Na classe de ações, esses fundos tiveram alta de 2,93% no mês. Entre os fundos de previdência, o avanço chegou a 3,33%. No acumulado de 2026, a categoria também ocupa a primeira posição entre os tipos analisados, com ganhos de 9,64% nos fundos de ações e de 10,56% nos de previdência.
Segundo Pedro Rudge, diretor da Anbima, o desempenho de julho refletiu a combinação de melhora nas expectativas para a inflação, ciclo de corte de juros e retorno pontual de investidores estrangeiros ao mercado brasileiro. “Isso recompôs a confiança do investidor em torno dos ativos domésticos”, explica Rudge.
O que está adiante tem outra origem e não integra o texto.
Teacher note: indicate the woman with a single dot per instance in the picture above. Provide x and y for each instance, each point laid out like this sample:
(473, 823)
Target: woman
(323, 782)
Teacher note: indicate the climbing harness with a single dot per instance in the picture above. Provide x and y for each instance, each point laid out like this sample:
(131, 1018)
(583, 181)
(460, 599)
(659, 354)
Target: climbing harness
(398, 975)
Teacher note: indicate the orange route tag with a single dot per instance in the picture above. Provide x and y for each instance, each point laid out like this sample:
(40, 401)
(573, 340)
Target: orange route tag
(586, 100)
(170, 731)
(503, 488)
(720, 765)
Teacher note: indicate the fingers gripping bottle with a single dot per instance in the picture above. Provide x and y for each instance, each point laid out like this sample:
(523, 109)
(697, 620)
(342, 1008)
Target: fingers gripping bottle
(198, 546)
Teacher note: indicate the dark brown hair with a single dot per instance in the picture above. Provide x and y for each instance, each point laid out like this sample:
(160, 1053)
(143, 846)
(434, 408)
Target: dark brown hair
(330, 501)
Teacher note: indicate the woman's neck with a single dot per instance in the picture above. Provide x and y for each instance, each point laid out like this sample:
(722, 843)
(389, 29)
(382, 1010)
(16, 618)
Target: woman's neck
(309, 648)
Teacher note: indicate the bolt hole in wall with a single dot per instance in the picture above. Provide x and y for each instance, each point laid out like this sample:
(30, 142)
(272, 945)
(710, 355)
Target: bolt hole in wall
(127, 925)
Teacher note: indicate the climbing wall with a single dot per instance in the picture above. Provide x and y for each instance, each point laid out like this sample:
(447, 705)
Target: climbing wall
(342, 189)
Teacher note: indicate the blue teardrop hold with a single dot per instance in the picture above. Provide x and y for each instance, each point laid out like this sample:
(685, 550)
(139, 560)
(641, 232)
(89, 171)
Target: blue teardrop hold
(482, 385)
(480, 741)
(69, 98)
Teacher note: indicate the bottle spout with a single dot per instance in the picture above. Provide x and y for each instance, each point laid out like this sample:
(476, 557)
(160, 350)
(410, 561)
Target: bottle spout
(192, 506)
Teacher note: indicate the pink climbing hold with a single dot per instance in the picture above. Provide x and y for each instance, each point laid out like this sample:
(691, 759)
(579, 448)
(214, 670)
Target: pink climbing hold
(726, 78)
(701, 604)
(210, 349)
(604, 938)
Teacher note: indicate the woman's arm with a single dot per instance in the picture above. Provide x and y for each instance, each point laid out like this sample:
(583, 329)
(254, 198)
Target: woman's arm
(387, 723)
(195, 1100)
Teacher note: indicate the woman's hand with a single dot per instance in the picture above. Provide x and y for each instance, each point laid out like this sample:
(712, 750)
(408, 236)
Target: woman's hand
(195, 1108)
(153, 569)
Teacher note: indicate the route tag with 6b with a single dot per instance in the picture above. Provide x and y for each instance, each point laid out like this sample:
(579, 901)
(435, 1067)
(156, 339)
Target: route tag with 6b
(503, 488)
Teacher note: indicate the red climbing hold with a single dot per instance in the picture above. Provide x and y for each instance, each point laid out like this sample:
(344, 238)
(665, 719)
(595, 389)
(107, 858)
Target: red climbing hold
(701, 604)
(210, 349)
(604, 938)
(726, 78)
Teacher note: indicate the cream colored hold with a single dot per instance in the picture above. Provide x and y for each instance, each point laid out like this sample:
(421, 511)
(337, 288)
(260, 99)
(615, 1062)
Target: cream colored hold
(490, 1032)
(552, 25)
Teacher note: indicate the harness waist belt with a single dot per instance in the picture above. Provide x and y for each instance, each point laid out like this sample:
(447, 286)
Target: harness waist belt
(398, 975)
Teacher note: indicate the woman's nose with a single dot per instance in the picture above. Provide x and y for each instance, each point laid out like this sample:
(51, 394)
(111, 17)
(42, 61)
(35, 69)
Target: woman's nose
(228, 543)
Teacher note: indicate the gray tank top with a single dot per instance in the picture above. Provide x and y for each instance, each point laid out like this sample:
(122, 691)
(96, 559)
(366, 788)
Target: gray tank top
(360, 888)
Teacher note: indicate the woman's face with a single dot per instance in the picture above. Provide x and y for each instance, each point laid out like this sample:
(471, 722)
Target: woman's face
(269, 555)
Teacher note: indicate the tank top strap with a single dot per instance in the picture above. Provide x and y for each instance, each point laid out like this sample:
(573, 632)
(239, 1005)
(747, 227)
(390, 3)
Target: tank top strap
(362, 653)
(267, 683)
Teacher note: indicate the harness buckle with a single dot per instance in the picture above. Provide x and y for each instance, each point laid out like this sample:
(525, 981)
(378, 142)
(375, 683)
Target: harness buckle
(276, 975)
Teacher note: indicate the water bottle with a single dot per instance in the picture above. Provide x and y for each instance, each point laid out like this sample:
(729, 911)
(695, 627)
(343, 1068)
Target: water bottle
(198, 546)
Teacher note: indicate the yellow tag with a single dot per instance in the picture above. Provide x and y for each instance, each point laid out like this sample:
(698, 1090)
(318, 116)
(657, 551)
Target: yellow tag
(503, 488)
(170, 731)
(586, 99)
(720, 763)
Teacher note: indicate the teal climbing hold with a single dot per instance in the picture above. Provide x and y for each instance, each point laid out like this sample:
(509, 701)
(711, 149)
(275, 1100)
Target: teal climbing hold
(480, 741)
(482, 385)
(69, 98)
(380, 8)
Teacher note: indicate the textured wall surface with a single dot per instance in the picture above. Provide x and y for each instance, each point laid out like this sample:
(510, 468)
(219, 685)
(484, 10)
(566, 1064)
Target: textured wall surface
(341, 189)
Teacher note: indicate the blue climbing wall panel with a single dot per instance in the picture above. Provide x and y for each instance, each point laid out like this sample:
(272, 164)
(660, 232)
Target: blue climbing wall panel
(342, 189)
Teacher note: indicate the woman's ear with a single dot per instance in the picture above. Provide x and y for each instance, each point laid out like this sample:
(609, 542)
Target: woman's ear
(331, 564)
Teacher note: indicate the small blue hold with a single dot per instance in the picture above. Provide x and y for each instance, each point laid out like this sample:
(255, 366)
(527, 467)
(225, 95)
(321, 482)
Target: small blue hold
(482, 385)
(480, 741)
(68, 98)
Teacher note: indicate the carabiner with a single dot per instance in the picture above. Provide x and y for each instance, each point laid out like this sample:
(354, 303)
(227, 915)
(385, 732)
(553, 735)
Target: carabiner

Renda fixa e multimercados
Na renda fixa, o destaque ficou com os fundos do tipo duração alta crédito livre, que destinam mais de 20% da carteira a títulos de longo prazo com médio e alto risco de crédito. Esses fundos avançaram 1,47% em julho e acumulam alta de 7,50% no ano.
O conceito de duração está relacionado à sensibilidade do preço de um título às mudanças nas taxas de juros. Em geral, títulos de prazo mais longo tendem a apresentar maior variação de preço quando os juros de mercado mudam. Entre os multimercados, os fundos de capital protegido registraram o melhor resultado, com alta de 1,63% em julho e de 5,65% em 2026.
Fundos expostos ao exterior ficam no campo negativo
Na outra ponta, os com maior exposição internacional registraram os principais desempenhos negativos entre as categorias analisadas. De acordo com Rudge, as incertezas do cenário internacional e os conflitos que afetam a economia global contribuíram para o desempenho dessas carteiras.
Na classe de ações, os fundos que destinam 40% da carteira a ativos internacionais recuaram 1,01% em julho. Mesmo com a queda, acumulam alta de 2,27% no ano. Entre os multimercados, os que investem pelo menos 40% em ativos internacionais caíram 0,18% no mês. No acumulado de 2026, porém, apresentam alta de 3,01%.
Na renda fixa, os fundos com 40% do portfólio em ativos internacionais tiveram alta de 0,82% em julho e acumulam ganho de 6,30% no ano.
O desempenho mais fraco ficou com os fundos de dívida externa, que mantêm pelo menos 80% do patrimônio em títulos públicos estrangeiros. A categoria caiu 2,35% em julho e acumula perda de 6,92% em 2026, sendo o único tipo da renda fixa com resultado negativo no ano. Os cambiais também registraram perdas, com queda de 1,39% em julho e de 4,98% no acumulado de 2026.